Magnification is simply a matter of occupying more space in the frame. Longer focal lengths, like the 90mm, will have narrower angles of view than wider lenses, and will therefore decrease the fields of view and yield higher magnification.
Compression is linked to magnification, because objects appear closer as they increase in size. When Kevin occupies almost the same width in the frame as Marion, he appears to be very close to her. So the narrow angle of view of the 90mm will appear to compress the distance between Marion and Kevin more than the wider angle of view of the 50mm.
It’s important to note that magnification and compression are created by camera distance for all three focal lengths, even though these artifacts are accentuated by the narrower angle of view of the 90mm.
11. Perspective and Focal-Length Personality
These tests reveal the quality of perspective as modulated by camera distance. In optics, perspective describes the transformation of imaged objects with focal length and distance. Another way of saying this is that perspective describes the way a lens renders space, with an impact on:
- how parallel lines are rendered
- the magnification of background elements
- the appearance of depth in the image
- the portraiture of the face
To me, angle of view and perspective define the “personality” of a focal length — what makes, say, a 24mm different from a 90mm.
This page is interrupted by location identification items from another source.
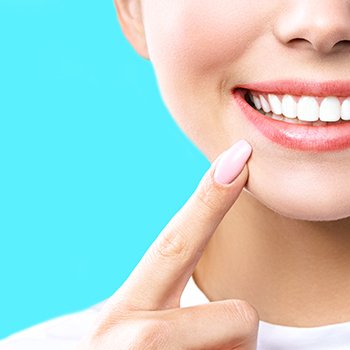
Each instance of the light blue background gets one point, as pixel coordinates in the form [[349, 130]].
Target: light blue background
[[92, 164]]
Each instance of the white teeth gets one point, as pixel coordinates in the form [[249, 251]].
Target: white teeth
[[345, 109], [330, 109], [257, 102], [264, 104], [289, 106], [308, 109], [275, 104]]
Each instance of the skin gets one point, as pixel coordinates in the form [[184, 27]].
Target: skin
[[283, 247]]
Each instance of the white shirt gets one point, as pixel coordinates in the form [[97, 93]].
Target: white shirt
[[65, 332]]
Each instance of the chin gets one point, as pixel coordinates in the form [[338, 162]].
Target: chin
[[299, 200]]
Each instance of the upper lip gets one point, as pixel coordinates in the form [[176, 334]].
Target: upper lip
[[337, 88]]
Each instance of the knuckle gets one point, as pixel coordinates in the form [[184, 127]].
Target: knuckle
[[152, 334], [172, 245], [209, 194], [245, 313]]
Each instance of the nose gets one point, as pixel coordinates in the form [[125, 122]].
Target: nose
[[320, 25]]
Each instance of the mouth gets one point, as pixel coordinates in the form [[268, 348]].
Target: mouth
[[298, 115]]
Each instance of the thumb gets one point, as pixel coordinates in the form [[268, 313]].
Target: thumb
[[226, 324]]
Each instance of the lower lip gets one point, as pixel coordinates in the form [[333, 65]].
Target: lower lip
[[297, 137]]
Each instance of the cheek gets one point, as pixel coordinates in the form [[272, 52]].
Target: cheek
[[196, 37], [193, 44]]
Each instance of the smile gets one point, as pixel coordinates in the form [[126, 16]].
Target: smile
[[298, 115], [301, 109]]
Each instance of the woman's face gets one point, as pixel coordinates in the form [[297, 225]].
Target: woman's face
[[203, 49]]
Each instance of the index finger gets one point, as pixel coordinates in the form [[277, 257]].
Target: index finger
[[162, 274]]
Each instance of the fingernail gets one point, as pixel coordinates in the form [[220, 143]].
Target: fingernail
[[232, 162]]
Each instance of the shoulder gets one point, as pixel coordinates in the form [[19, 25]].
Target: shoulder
[[59, 333]]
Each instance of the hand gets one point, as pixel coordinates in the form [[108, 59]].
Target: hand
[[144, 313]]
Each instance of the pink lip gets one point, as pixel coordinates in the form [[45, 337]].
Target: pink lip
[[297, 137], [338, 88]]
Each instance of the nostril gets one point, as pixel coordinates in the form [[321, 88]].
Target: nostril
[[342, 43]]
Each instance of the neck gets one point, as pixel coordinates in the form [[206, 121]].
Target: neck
[[294, 272]]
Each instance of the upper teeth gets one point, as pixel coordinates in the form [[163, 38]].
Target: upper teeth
[[306, 108]]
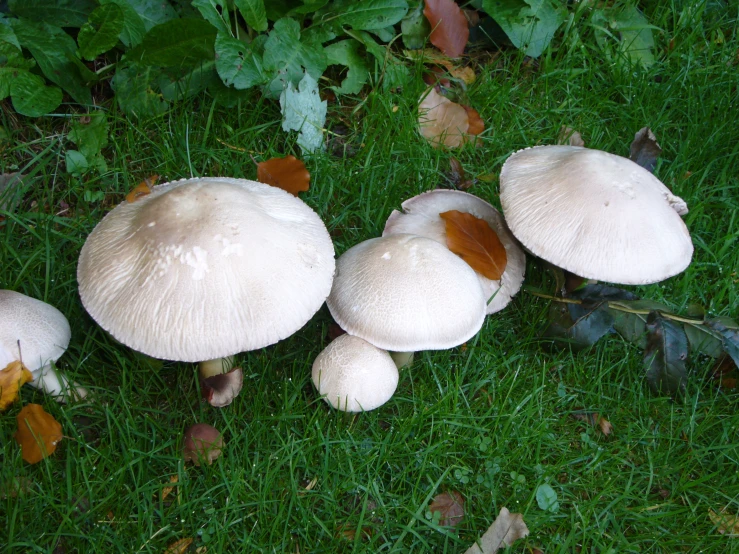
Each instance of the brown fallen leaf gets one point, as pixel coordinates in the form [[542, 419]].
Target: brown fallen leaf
[[450, 506], [12, 378], [142, 189], [38, 433], [726, 524], [505, 530], [449, 27], [472, 239], [596, 420], [288, 173]]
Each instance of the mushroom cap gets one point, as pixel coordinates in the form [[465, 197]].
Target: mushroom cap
[[420, 216], [405, 293], [42, 330], [354, 376], [206, 268], [595, 214]]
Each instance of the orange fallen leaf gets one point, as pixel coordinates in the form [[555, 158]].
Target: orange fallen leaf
[[449, 27], [142, 189], [38, 433], [12, 378], [288, 173], [472, 239], [450, 506]]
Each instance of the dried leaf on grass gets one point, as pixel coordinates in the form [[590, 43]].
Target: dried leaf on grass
[[288, 173], [450, 506], [726, 524], [38, 433], [475, 242], [12, 378], [446, 123], [505, 530], [449, 28]]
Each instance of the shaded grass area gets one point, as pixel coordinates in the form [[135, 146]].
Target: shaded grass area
[[490, 419]]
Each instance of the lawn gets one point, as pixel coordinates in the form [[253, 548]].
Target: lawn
[[491, 419]]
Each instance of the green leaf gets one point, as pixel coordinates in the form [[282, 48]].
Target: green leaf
[[253, 13], [63, 13], [100, 33], [31, 97], [238, 64], [133, 26], [347, 53], [134, 94], [415, 28], [209, 9], [529, 24], [176, 43], [303, 110], [665, 355]]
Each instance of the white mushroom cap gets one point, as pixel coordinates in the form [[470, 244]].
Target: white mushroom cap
[[420, 216], [206, 268], [42, 330], [597, 215], [406, 293], [354, 376]]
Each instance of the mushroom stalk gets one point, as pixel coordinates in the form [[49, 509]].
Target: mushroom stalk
[[208, 368]]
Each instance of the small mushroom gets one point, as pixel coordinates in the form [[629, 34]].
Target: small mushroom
[[37, 334], [202, 444], [354, 376]]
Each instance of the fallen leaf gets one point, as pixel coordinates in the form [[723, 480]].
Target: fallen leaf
[[178, 547], [596, 420], [472, 239], [288, 173], [38, 433], [505, 530], [644, 149], [725, 524], [450, 506], [142, 189], [449, 28], [569, 136], [12, 378]]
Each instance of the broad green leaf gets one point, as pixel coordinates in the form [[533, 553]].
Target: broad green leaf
[[52, 49], [31, 97], [302, 110], [133, 26], [253, 13], [347, 53], [529, 24], [216, 12], [176, 43], [101, 32], [132, 86], [238, 64], [153, 12], [63, 13], [665, 355]]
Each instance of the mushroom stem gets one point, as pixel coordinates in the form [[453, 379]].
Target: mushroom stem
[[49, 380], [208, 368], [402, 359]]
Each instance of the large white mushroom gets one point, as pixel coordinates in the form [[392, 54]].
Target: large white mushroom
[[205, 268], [595, 214], [37, 334], [420, 216]]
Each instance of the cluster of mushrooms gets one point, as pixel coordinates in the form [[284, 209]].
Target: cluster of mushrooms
[[203, 269]]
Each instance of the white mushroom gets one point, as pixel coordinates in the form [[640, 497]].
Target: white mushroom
[[205, 268], [354, 376], [597, 215], [420, 216], [43, 334]]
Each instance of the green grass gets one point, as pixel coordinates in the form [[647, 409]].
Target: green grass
[[470, 419]]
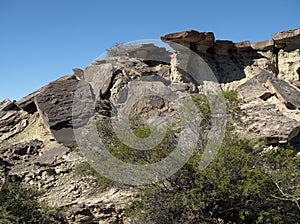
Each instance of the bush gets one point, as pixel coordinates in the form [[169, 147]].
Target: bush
[[19, 204], [235, 187]]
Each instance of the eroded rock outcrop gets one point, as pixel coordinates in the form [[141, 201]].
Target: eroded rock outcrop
[[267, 119], [265, 75]]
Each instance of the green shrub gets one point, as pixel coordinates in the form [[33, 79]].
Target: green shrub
[[85, 169], [236, 187]]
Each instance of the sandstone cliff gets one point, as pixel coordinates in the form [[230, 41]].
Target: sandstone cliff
[[36, 132]]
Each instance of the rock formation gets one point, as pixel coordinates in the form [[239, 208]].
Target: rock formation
[[37, 142]]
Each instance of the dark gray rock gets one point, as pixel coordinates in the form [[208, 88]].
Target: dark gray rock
[[222, 47], [54, 104], [52, 157], [255, 87], [263, 45], [287, 94], [12, 119], [265, 121], [243, 46], [287, 37]]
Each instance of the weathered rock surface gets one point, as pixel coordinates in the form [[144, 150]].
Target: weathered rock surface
[[263, 45], [54, 104], [268, 123], [12, 120], [264, 118], [258, 71], [286, 93], [287, 37]]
As noted above, you really need to see the camera move, or people move within the frame, to get a full appreciation of how a lens renders space.
12. The 24mm Personality
In order to emphasize the “personality” of the 24mm lens, we started on the 36x20 large format just 15” away from Marion.
As we move to 5’ with this wide-angle lens, the shape and look of Marion’s face is transformed.
This highlights how each focal length has its own way of rendering a face, and how its depiction of space and its portraiture can be radical at short distances.
(click image for larger size)
Briefly, our conclusions from these tests are:
A. At the same distance, larger formats imply longer lenses and therefore less depth of field.
B. At the same distance, large and small formats will offer similar compositions if you adjust focal length.
C. Changing camera distance while matching the foreground field of view will change the image perspective, and in particular background magnification and the apparent depth of the space in the frame.
D. Therefore the camera distance to subject is key to the perspective of the image.
Thanks to ASC associate Dan Sasaki, vice president of optical engineering at Panavision, for his keen insights; Dan has worked with me on Panavision white papers that I have written about related topics.
Thanks to Andrew Young at Panavision.
Thanks also to Markus Förderer, BVK; Edu Grau; and Ellen Kuras, ASC, who participated in a Panavision workshop that I organized during the 2015 edition of Camerimage, with similar themes of format comparisons.
Thanks too to Gerhard Baier, Rainer Hercher and Tommaso Vergallo from CW Sonderoptic, for the loan of a Leica SL and 24-90mm zoom lens for the tests.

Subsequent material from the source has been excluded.